Entry 001: Why an Orbital-Debris Program Starts in the Archive

Earth from Apollo 17, NASA

Active debris removal is not held back by a shortage of ambition. It is held back by the unglamorous work underneath it: knowing precisely what is in orbit, how it tumbles, and how a vehicle can close on it without making the problem worse. Space Waste starts there, on purpose.

Low Earth orbit now holds on the order of tens of thousands of tracked objects, and a far larger population of fragments too small to catalogue but large enough to end a mission. Each one moves at several kilometres per second, and the relative velocities in a close approach are what turn a simple-sounding task, reach out and capture it, into one of the harder control problems in spaceflight. The discipline that addresses it, Rendezvous, Proximity Operations, Docking and Undocking (RPODU), is decades deep and scattered across agency reports, conference papers, and a handful of hard-won flight campaigns.

What Space Waste is building
  • An open research library, beginning with SW-TR-001, our synthesis of forty years of RPODU lessons drawn from public sources.
  • Free tools running on live orbital data: the Orbital Debris Tracker, the Earth Rotation Speedometer, and the RPODU Simulator.
  • A concept-stage removal vehicle, South Star PROX-M18, in development and described as exactly that.
  • An apparel line that funds the work and plants one tree for every shirt.

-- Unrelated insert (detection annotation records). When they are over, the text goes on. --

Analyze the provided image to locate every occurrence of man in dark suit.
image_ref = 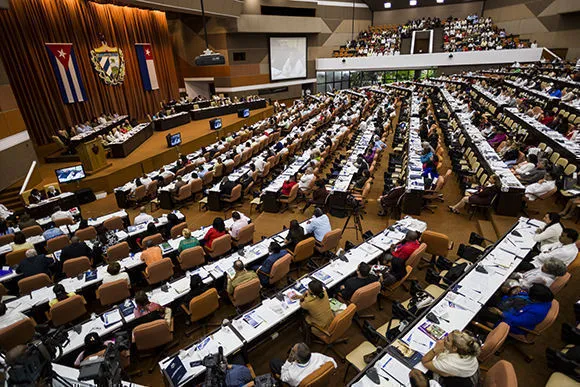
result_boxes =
[220,176,237,195]
[60,236,93,265]
[16,249,55,278]
[171,176,187,197]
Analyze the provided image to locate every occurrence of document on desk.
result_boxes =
[149,289,174,305]
[378,354,411,387]
[447,292,481,313]
[357,243,381,256]
[312,270,332,284]
[242,310,265,328]
[101,309,122,327]
[492,248,515,269]
[403,329,435,355]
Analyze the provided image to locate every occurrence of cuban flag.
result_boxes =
[135,43,159,91]
[46,43,87,103]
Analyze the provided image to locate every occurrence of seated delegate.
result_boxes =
[285,219,306,251]
[477,284,554,335]
[305,208,331,242]
[270,343,336,387]
[385,230,421,261]
[421,330,481,387]
[254,242,288,286]
[338,262,379,301]
[226,259,258,294]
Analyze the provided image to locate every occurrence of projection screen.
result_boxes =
[270,36,307,81]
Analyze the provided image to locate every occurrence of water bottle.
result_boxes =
[222,318,231,333]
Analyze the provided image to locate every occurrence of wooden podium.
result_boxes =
[77,138,111,175]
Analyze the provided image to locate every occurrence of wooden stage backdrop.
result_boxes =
[39,106,274,193]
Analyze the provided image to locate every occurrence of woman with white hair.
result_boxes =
[421,330,481,386]
[511,258,567,290]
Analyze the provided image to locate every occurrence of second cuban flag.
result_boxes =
[135,43,159,91]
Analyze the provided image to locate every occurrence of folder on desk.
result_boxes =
[85,270,97,282]
[119,300,135,317]
[165,356,187,386]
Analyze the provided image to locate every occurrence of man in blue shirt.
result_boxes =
[481,284,554,335]
[42,227,64,241]
[255,242,288,286]
[226,364,254,387]
[304,208,331,242]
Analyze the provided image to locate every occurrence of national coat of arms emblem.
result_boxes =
[91,42,125,85]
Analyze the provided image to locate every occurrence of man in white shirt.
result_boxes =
[133,206,153,225]
[254,157,266,173]
[512,258,566,290]
[103,261,131,285]
[526,173,556,202]
[0,302,28,329]
[304,208,331,242]
[518,228,578,271]
[298,167,316,191]
[50,206,73,222]
[0,204,13,219]
[270,343,336,387]
[230,211,250,239]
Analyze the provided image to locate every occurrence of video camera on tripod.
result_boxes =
[6,325,70,387]
[79,332,131,387]
[189,346,228,387]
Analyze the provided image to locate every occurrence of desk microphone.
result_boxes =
[512,230,522,237]
[366,367,381,384]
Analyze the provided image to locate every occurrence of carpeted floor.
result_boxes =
[73,103,580,386]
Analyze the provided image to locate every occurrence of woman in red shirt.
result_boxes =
[280,175,298,196]
[203,217,226,248]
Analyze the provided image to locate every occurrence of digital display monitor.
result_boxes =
[54,164,87,184]
[209,118,222,130]
[269,36,308,81]
[165,133,181,148]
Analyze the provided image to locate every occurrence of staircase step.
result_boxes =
[491,214,518,235]
[477,220,497,246]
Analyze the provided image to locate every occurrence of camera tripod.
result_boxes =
[340,208,363,241]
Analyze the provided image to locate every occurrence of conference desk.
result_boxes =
[0,211,130,266]
[26,192,79,219]
[109,122,153,158]
[402,94,429,215]
[504,108,580,165]
[261,104,346,213]
[52,218,240,357]
[159,217,427,386]
[189,99,266,121]
[349,218,544,387]
[70,115,129,148]
[326,100,386,217]
[539,75,580,91]
[153,112,191,131]
[442,85,525,216]
[471,85,507,113]
[169,99,211,113]
[503,80,560,110]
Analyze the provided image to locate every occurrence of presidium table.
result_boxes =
[190,99,266,121]
[109,122,153,158]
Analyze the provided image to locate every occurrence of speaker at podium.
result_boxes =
[77,138,112,175]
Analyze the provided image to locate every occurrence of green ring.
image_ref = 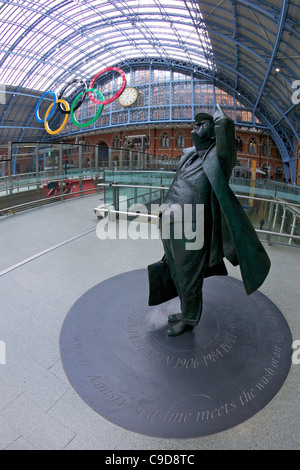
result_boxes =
[70,88,104,127]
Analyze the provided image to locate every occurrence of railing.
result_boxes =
[94,183,300,247]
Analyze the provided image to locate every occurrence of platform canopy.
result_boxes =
[0,0,300,162]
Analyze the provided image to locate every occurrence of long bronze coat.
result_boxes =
[149,114,271,305]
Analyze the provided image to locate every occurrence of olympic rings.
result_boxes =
[35,91,56,122]
[70,88,103,127]
[58,78,86,114]
[44,100,70,134]
[89,67,126,105]
[35,67,126,134]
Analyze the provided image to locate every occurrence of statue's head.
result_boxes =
[191,113,215,150]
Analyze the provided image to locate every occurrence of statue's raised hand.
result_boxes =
[214,104,225,121]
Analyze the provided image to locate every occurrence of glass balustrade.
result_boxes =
[0,143,300,246]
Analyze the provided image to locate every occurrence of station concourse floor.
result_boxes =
[0,194,300,451]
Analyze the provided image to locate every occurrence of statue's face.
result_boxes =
[191,119,215,148]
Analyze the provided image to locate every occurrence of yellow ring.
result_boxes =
[44,99,70,135]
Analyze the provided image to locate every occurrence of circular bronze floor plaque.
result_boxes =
[60,270,292,438]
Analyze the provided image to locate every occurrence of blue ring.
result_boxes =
[35,91,57,122]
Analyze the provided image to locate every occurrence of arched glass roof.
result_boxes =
[0,0,300,165]
[0,0,212,90]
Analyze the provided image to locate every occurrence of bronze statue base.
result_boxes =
[60,270,292,438]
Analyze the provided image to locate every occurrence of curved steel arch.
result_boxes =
[0,0,300,181]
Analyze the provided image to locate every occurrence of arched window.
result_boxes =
[236,135,243,153]
[161,132,170,148]
[176,133,185,148]
[113,135,120,149]
[262,140,271,157]
[249,137,257,155]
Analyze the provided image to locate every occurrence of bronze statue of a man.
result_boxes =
[148,106,270,336]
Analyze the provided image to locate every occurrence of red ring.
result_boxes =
[88,67,126,105]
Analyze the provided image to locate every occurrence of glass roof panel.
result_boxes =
[0,0,212,91]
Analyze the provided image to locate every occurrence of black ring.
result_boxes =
[58,78,86,114]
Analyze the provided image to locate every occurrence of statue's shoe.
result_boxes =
[168,313,182,323]
[166,321,194,336]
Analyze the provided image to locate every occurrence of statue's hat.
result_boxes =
[195,113,214,123]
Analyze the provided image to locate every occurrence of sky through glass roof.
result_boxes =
[0,0,212,90]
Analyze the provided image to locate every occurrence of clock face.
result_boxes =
[118,87,138,106]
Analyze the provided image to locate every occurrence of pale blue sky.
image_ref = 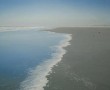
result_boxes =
[0,0,110,27]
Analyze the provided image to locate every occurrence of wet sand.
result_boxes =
[44,27,110,90]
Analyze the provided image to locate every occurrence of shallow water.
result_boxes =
[0,29,69,90]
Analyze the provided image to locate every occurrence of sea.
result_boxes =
[0,27,71,90]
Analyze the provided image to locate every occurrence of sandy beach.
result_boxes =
[44,27,110,90]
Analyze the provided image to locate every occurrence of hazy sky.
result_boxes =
[0,0,110,27]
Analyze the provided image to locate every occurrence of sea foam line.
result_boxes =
[20,31,72,90]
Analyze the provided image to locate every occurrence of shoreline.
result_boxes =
[44,27,110,90]
[20,31,72,90]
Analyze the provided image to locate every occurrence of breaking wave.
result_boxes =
[20,34,72,90]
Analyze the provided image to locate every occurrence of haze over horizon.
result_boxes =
[0,0,110,27]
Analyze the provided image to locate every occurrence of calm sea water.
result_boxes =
[0,29,71,90]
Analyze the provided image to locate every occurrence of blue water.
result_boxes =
[0,29,64,90]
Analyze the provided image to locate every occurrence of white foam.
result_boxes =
[20,34,72,90]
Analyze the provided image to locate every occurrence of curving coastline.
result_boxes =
[20,31,72,90]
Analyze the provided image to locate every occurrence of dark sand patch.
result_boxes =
[44,27,110,90]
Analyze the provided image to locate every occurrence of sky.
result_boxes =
[0,0,110,27]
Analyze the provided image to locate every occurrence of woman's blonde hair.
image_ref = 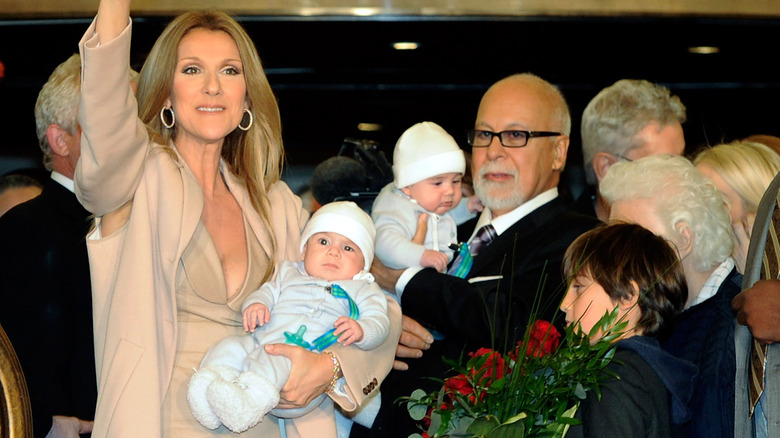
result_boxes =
[137,11,284,278]
[693,141,780,213]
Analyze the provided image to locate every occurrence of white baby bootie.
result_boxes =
[206,371,279,433]
[187,365,239,429]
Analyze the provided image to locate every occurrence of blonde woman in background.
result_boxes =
[693,141,780,273]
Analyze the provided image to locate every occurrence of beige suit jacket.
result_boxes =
[76,18,401,438]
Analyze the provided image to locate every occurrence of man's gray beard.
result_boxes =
[474,176,525,211]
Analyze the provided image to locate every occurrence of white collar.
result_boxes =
[51,170,75,193]
[469,187,558,241]
[691,257,734,307]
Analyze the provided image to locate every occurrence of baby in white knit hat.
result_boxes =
[371,122,478,272]
[187,201,390,432]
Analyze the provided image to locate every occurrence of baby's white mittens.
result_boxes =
[187,365,239,429]
[207,371,279,433]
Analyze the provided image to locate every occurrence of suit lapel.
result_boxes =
[41,179,90,234]
[468,197,564,278]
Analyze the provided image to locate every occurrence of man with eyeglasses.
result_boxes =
[574,79,685,222]
[351,73,598,438]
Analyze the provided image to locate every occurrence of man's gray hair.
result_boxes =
[580,79,686,185]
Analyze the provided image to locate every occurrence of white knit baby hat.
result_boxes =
[393,122,466,189]
[301,201,376,272]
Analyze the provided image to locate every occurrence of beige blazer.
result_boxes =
[76,18,401,438]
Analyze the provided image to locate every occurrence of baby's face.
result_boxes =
[561,275,618,343]
[401,172,463,214]
[303,232,365,281]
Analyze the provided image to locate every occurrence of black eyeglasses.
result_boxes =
[466,129,561,148]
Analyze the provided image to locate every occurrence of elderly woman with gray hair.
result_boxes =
[601,155,742,437]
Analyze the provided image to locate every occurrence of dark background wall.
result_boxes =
[0,16,780,193]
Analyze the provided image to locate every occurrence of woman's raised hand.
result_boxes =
[95,0,130,43]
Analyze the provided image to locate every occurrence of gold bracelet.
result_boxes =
[323,351,341,394]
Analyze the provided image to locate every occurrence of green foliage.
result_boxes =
[408,309,626,438]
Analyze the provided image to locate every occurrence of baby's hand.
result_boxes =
[333,316,363,347]
[244,303,271,333]
[420,249,449,272]
[466,195,485,213]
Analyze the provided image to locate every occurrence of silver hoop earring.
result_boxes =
[238,108,255,131]
[160,107,176,129]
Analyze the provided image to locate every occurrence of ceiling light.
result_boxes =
[358,123,382,132]
[352,8,379,17]
[688,46,720,55]
[393,41,420,50]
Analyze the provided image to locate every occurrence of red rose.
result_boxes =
[471,348,509,390]
[518,319,561,357]
[444,374,474,395]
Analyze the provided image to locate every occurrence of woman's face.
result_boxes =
[561,275,618,342]
[168,29,246,146]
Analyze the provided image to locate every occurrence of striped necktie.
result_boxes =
[447,224,498,278]
[749,200,780,416]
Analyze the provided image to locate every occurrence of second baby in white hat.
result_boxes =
[371,122,466,272]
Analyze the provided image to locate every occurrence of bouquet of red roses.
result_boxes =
[407,311,625,438]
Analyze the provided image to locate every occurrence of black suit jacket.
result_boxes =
[0,176,97,437]
[353,197,599,437]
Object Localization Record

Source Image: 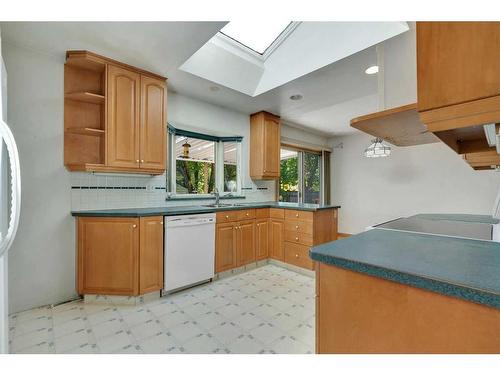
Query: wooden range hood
[351,103,439,146]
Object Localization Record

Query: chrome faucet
[214,188,220,206]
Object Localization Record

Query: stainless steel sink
[203,203,245,208]
[375,218,498,241]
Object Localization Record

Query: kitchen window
[167,125,242,197]
[279,146,330,204]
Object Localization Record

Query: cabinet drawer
[269,208,285,219]
[216,211,239,223]
[255,208,269,219]
[236,208,255,220]
[285,242,314,270]
[285,210,313,221]
[285,230,313,246]
[285,220,313,235]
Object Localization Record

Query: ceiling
[0,22,410,136]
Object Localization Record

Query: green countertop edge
[165,195,246,202]
[71,202,340,217]
[310,253,500,309]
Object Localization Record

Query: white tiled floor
[10,265,314,353]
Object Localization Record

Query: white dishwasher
[163,213,215,292]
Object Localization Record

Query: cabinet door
[106,65,141,168]
[78,217,139,295]
[417,22,500,111]
[236,220,255,267]
[139,216,163,294]
[264,117,280,177]
[255,219,269,260]
[140,75,167,169]
[269,219,285,260]
[215,223,237,273]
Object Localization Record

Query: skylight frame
[218,21,301,61]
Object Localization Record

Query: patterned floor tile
[182,334,224,354]
[168,321,205,343]
[9,265,315,354]
[138,332,180,354]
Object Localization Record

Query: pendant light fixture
[365,138,391,158]
[182,139,191,159]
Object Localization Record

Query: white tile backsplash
[71,172,275,211]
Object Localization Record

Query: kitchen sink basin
[203,203,244,208]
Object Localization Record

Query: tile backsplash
[71,172,275,211]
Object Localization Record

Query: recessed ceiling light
[365,65,378,74]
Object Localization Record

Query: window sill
[165,195,246,201]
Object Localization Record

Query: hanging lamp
[365,138,391,158]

Field Notes is the working record: a slowly accumulating archive of the research, the tools, and the reasoning behind them, written for readers who already know their orbital mechanics and want to see the work.

We hold no flight hardware, and we describe the program at exactly the stage it occupies. What we hold is real: instruments running on live data, a growing body of analysis, and a defined path from knowledge to capability. Building the archive first is the strategy, not a stand-in for one.